Imagine some kind of tragedy has occured and there you are; center stage, perhaps in shock, maybe a little traumatised with a camera man and boom looming. We viewers at home are not expecting "I have a dream" from you, but please, for your own sake, at least consider the words you're about to push out of your mouth. Trust me.
On top of it all, you don't want to look like a dick on the news now do you?
No, of course you don't.
So do yourself a favour and try to remember this. If you are ever involved in a horrific catastrophe or emergency and/or when a newspaper reporter or anchor person approaches to question you about the incident, try to muster every last remaining ounce of your strength against babbling something obvious like this:
- " ...He came running at me, with those crazy eyes, swinging that big kitchen knife... and I knew right then I had to do something..."
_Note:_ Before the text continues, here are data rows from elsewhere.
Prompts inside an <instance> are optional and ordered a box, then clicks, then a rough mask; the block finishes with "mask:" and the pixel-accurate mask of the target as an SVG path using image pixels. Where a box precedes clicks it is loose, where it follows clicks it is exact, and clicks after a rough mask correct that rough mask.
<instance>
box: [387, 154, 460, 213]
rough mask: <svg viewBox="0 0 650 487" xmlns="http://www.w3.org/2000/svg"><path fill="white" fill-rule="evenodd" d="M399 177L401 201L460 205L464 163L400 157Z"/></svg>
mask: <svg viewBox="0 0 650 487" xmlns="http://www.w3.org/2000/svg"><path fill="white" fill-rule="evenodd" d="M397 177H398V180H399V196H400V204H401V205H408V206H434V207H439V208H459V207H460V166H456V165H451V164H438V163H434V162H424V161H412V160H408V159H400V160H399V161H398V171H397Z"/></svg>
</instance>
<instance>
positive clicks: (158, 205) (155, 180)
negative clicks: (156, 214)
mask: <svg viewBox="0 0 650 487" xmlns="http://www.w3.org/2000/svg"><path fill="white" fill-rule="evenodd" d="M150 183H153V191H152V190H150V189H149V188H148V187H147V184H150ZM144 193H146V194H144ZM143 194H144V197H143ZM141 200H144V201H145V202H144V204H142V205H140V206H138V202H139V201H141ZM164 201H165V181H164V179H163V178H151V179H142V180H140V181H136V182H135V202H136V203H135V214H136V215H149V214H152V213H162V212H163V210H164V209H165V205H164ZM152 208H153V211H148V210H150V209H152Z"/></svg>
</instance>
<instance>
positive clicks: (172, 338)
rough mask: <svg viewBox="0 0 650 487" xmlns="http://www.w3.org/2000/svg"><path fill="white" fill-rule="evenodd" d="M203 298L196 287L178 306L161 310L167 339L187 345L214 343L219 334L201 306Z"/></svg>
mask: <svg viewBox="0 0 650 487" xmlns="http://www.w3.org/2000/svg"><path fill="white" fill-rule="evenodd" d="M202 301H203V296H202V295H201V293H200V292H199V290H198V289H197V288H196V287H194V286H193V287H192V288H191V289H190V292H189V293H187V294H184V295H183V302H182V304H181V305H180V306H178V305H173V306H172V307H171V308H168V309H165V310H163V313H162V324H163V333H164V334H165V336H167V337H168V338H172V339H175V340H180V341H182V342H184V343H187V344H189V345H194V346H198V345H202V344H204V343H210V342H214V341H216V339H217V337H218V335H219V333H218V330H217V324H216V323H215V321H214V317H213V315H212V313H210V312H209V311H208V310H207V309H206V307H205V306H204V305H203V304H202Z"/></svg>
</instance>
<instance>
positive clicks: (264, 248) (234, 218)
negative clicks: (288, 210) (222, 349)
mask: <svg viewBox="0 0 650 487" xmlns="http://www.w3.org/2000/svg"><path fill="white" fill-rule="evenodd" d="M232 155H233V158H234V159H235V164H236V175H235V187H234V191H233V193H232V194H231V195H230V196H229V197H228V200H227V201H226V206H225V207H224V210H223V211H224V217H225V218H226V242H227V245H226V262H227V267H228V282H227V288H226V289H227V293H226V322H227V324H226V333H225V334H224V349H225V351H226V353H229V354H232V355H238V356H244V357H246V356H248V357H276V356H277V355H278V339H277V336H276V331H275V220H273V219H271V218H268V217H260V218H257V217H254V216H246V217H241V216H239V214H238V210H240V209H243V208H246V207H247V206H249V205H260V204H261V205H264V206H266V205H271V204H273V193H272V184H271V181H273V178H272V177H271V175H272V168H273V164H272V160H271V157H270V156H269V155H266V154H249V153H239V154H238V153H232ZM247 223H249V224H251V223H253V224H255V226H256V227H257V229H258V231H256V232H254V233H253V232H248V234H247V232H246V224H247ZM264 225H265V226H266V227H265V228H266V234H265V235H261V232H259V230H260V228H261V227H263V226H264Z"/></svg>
- "... the plane's wing torn off and we plunged into an uncontrollable nose dive, and at that moment I remember thinking to myself, we're going to crash..."
- "... he wasn't moving at all, the shark had clean bitten off his entire lower torso and I could tell if I didn't act quickly and get some medical attention, he wasn't going to make it..."
- "...I immediately knew something was wrong when the bungy cord snapped..."
Now I know this might sound harsh, and I don't want to come off like an uncompassionate individual for mentioning it.
But y'know what?
If I was the reporter, it would be a struggle for me not to just lean over and clock 'em right in the mouth and say "Don't you know how f--ken stupid that sounded?".
1 Jabber?:
Hilarious post. Love the picture of Scott Christian, who never really made it past being on a couple of Simpsons episodes.